The importance of designing a meaningful writing assignment is, thus, crucial for writing teachers. Elliot Jacobs finds that “Effective place-based writing assignments are process-focused, inquiry-based and genre-specific” (50). He argues that process-based writing is reflective, observational, and personable. It is like environmental literature. It allows students to reflect on their subjective experiences, and perceptions of land. When students find their connection with land and environment, they find themselves speaking meaningfully about themselves without even mentioning themselves directly. The “Identity Narrative” allows students to reflect on their childhood experiences, environments, backgrounds, and personal connections with the surroundings. However, the assignment works on the students at its optimum level when the assignment is clearly instructed to the students.
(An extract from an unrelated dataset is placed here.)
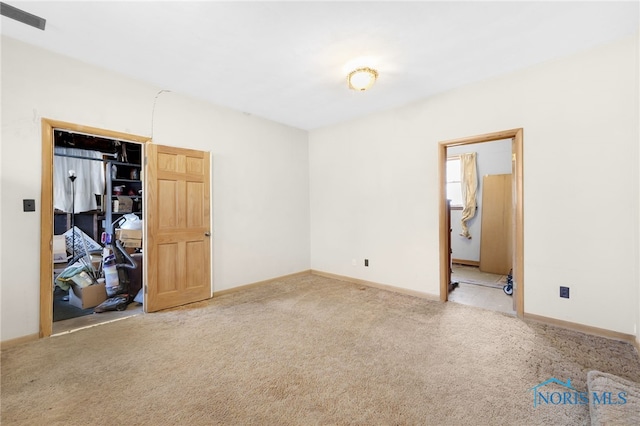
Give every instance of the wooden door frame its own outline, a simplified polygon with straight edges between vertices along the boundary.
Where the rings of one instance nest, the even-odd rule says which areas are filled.
[[[53,131],[85,133],[128,142],[147,143],[151,138],[97,127],[42,118],[42,177],[40,195],[40,331],[39,337],[53,332]]]
[[[440,301],[446,302],[449,296],[449,229],[447,229],[447,148],[460,145],[471,145],[482,142],[511,139],[512,158],[512,188],[513,188],[513,280],[514,295],[516,299],[516,314],[524,317],[524,208],[523,208],[523,164],[522,164],[522,128],[487,133],[484,135],[470,136],[460,139],[442,141],[438,144],[439,183],[440,183]]]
Different instructors make various choices while writing a writing assignment. Allison Rank and Heather Pool use Bloom’s taxonomy as an inspiration for offering writing instructors a typology linked to course objectives to reduce the confusion and confused writing responses of the student writers. They suggest that assignments should be linked to course objectives and evaluated accordingly. Free-writing and ungraded assignments offer a wonderful place for students who struggle with their thoughts and are willing to receive feedback to further improve their writing. Whether free-writing or guided writing, it is important to begin an assignment with a broader primary question followed by other secondary questions. Among several prompt categories, Rank and Pool write about an additional prompt category called “reflect,” which tests students’ ability to assess their own views and opinions about their writing process and progress. When I designed the assignment, I focused more on the “reflect” category in rubrics as the assignment requires students to constantly reflect on their lives.
In the appendix section of my paper, besides the prompts and general set of questions I ask students at the conference, I have included the abridged assignment sheet, which has learning outcomes related to the College Composition course learning outcomes, and “reflect” prompt category to allow students to use the process of metacognition to write about their own identities as constructed and perceived. The genre-based approach was instrumental in preparing this assignment. Irene Clark writes that writing assignments “can be viewed as a performance-oriented text genre, the purpose of which is to generate particular understanding and action that will ultimately lead to a subsequent genre--the college essay” (“Genre Approach”). The goal of the “Identity Narrative” assignment is to help students find their writerly voice by reflecting on their lives.